To continue to advance packaging and paper recycling and reuse in BC, we have partnered with the University of Victoria to research the feasibility of using other flexible plastic packaging collected in our program to create fibre reinforced concrete. The research will evaluate whether this reused packaging can suitably be used as fibre reinforcement while reducing cracking, providing increased tensile strength and durability in concrete.
Working directly with the University of Victoria’s Facility for Innovative Materials and Infrastructure Monitoring (FIMIM), we will explore the opportunity of a higher end use of other flexible plastic packaging.
Concrete is the world’s most used construction material; however concrete is brittle and prone to cracking. Because of this, concrete is typically reinforced with steel rebars or fibres. Various types of fibres can be used including steel, glass, synthetic (including plastic), cellulose, or carbon.

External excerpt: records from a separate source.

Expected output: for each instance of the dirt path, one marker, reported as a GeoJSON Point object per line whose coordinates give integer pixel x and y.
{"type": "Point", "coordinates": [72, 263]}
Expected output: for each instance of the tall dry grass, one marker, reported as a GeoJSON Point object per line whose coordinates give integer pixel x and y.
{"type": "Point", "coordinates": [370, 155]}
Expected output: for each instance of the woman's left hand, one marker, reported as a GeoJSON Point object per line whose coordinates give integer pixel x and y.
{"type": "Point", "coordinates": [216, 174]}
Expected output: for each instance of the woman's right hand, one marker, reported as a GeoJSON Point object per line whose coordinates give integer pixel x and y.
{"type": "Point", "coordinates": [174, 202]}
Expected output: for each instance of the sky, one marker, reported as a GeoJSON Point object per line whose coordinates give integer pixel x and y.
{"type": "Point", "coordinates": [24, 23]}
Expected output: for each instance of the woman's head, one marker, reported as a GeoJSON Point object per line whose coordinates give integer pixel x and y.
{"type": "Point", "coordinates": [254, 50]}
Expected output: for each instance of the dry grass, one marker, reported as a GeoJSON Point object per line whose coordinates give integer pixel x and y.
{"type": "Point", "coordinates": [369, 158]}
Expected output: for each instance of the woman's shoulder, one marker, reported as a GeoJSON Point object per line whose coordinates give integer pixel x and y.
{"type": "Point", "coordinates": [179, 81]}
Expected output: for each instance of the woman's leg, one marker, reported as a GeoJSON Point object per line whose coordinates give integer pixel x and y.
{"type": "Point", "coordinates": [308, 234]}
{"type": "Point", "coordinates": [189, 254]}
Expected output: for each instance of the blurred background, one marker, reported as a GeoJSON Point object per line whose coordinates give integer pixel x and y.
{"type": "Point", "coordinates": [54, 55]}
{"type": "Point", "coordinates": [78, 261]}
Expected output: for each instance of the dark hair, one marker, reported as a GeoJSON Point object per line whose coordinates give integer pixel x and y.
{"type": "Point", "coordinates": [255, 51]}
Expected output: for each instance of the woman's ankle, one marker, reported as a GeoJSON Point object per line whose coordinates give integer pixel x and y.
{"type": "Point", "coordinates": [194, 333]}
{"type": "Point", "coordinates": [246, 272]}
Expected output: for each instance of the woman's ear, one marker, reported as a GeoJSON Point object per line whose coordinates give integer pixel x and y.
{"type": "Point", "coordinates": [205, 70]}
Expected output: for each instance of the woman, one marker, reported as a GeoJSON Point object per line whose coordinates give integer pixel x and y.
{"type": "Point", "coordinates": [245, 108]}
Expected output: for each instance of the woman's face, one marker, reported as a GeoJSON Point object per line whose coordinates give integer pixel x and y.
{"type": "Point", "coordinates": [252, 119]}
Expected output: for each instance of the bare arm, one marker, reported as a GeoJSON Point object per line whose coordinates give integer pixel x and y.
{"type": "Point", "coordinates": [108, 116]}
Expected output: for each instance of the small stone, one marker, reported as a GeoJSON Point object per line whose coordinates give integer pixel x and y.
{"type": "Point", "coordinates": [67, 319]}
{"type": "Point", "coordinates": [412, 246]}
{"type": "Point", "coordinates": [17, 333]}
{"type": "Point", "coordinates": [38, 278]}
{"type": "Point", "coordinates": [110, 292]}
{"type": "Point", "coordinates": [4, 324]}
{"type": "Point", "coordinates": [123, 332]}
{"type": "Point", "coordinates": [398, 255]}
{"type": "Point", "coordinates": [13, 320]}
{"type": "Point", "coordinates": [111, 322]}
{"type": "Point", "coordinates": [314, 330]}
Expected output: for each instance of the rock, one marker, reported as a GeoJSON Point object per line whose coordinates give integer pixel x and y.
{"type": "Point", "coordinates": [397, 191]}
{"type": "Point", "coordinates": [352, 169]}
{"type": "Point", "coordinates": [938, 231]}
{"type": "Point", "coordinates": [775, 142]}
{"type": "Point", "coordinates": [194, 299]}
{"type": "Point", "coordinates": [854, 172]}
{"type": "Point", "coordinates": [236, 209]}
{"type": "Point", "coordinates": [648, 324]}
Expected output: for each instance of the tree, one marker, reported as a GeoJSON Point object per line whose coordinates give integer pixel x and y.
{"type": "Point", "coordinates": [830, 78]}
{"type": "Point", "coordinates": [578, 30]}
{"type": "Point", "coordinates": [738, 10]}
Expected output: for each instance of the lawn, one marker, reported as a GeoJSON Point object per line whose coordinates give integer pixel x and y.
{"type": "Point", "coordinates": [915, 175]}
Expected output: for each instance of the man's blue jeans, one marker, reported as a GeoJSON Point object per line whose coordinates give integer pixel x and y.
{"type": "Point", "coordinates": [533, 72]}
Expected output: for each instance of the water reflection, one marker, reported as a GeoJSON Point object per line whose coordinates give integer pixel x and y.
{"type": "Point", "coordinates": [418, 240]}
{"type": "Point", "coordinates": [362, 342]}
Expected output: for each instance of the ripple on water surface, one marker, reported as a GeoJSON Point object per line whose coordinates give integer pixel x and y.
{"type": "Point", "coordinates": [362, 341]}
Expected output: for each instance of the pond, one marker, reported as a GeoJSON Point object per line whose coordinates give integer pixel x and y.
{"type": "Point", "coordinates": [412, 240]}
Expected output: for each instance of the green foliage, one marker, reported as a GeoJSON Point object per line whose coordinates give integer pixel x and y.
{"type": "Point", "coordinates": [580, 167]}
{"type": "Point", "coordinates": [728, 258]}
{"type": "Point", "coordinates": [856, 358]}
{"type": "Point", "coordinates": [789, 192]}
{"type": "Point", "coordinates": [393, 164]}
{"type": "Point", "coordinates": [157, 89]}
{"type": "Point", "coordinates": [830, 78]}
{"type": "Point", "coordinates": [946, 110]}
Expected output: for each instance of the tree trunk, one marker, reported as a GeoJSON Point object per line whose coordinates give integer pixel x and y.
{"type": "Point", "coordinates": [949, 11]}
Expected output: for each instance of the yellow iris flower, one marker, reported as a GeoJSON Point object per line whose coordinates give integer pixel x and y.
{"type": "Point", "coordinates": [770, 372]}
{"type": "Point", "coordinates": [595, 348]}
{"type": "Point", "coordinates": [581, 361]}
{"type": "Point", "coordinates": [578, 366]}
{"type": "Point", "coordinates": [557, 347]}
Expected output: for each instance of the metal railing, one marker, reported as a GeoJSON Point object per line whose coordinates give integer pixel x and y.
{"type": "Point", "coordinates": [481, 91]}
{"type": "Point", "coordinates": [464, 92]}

Researcher, Dr. Rishi Gupta will use his patented coating which improves the bonding between the fibres and surrounding matrix to help test the other flexible plastic packaging as a fibre reinforcement in concrete.
Testing the feasibility of using other flexible plastic packaging as a fibre reinforcement in concrete can have a number of benefits:
- Create a higher end use for other flexible plastic packaging.
- Create a process for using other flexible plastic packaging as a fibre reinforcement in concrete.
- Create potential additional market opportunity for other flexible plastic packaging.
- Reduce GHG emissions associated with managing other flexible plastic packaging.
- Reduce the potential for concrete to crack as it cures, thereby improving strength and durability of the concrete and ultimately the service life of the concrete.
- Replace/complement steel rebar or virgin plastic fibres as a reinforcement material for concrete.
The project with the University of Victoria is currently underway and the initial phase is expected to take approximately one year.
This project will be in addition to current research and development work we are doing with Merlin Plastics to determine how we can best recycle other flexible plastic packaging at scale.
Currently, other flexible plastic packaging not being used in either research project is being recovered and produced into engineered fuel, an engineered energy product that is a direct replacement for traditional non-renewable resources, such as coal, in industrial settings.